2020-09-29 Thread Matt Larson
Continuing on this topic, is it only possible to increase the count of
placement group (PG) quickly, but the associated placement group
placeholder (PGP) values can only increase in smaller increments of
1-3? Each increase of the PGP requires a rebalancing and backfill
again of lots of PGs?

I am working with an erasure coded pool that I recently increased a
target PG count by use of the pg_autoscaler  `target_size_ratio` to be
closer to what I expect the pool's data size to grow to.
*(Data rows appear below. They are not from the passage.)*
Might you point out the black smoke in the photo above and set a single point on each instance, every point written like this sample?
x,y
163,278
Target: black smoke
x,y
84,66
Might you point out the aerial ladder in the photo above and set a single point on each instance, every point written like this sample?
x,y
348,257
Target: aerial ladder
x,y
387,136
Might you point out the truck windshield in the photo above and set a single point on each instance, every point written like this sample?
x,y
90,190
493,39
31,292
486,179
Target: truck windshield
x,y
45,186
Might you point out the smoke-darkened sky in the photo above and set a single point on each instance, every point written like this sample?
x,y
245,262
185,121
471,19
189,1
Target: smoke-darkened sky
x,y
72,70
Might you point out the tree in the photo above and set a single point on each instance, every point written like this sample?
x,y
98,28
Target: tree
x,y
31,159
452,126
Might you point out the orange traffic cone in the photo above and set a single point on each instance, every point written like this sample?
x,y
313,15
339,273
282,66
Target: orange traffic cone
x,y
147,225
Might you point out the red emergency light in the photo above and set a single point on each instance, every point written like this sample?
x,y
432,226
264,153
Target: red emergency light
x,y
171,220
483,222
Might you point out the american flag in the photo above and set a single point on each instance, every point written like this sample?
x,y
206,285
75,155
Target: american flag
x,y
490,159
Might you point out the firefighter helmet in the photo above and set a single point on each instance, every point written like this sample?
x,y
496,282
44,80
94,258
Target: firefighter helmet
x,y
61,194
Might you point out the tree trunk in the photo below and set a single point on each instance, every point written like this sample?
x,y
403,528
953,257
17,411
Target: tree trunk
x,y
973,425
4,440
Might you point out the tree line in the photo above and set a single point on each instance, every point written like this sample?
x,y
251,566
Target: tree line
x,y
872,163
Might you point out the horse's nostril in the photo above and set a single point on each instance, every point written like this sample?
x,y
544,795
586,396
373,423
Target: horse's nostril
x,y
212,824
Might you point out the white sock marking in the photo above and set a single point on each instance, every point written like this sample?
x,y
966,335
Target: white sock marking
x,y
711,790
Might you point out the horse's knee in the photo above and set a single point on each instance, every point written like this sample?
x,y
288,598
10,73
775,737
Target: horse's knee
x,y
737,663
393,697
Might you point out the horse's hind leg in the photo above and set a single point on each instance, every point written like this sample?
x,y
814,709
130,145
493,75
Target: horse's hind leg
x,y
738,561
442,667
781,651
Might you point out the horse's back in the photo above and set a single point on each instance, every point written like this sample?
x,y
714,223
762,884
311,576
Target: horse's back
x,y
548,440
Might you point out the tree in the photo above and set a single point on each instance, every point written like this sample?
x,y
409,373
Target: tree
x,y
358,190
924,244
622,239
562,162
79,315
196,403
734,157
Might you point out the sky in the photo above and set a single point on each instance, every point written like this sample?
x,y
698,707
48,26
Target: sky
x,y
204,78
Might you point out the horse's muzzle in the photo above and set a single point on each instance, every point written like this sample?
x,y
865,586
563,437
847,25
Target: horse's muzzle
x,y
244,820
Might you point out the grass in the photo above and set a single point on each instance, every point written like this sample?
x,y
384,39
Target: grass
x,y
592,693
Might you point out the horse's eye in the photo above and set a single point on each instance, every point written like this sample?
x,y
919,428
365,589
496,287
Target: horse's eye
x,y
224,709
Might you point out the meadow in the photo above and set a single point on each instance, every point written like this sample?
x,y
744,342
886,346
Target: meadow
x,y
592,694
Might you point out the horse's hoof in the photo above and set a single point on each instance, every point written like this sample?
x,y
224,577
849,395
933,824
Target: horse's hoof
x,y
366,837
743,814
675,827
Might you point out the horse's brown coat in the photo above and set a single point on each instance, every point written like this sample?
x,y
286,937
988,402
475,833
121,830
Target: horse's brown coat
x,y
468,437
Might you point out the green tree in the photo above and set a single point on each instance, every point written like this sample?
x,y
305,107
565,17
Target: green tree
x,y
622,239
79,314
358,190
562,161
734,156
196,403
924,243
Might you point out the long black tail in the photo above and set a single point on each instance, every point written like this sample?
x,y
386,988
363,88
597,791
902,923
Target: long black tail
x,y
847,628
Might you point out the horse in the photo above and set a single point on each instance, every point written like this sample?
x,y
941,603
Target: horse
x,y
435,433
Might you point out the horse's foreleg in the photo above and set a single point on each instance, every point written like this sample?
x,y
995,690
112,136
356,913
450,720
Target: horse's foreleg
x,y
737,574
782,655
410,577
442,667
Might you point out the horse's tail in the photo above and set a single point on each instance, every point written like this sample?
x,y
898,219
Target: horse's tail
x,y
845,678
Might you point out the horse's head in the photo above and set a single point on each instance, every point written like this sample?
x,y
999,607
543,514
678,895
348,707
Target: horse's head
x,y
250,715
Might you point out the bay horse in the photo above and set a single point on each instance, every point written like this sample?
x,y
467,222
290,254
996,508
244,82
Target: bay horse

I am
wondering if this pool will constantly hit 5% misplaced, incrementally
add PGP count, and repeat backfilling PGs while the PGs sit
unscrubbed.

I have 160 OSDs in my pool and now have a target PG count of 2048.

I've seen a similar 5% misplaced and never-ending backfills described
in a thread by Paul Mezannini
(https://lists.ceph.io/hyperkitty/list/ceph-users@ceph.io/message/OUEZJAEKFV74H5RCZSICNXS3P5JHYRK6/).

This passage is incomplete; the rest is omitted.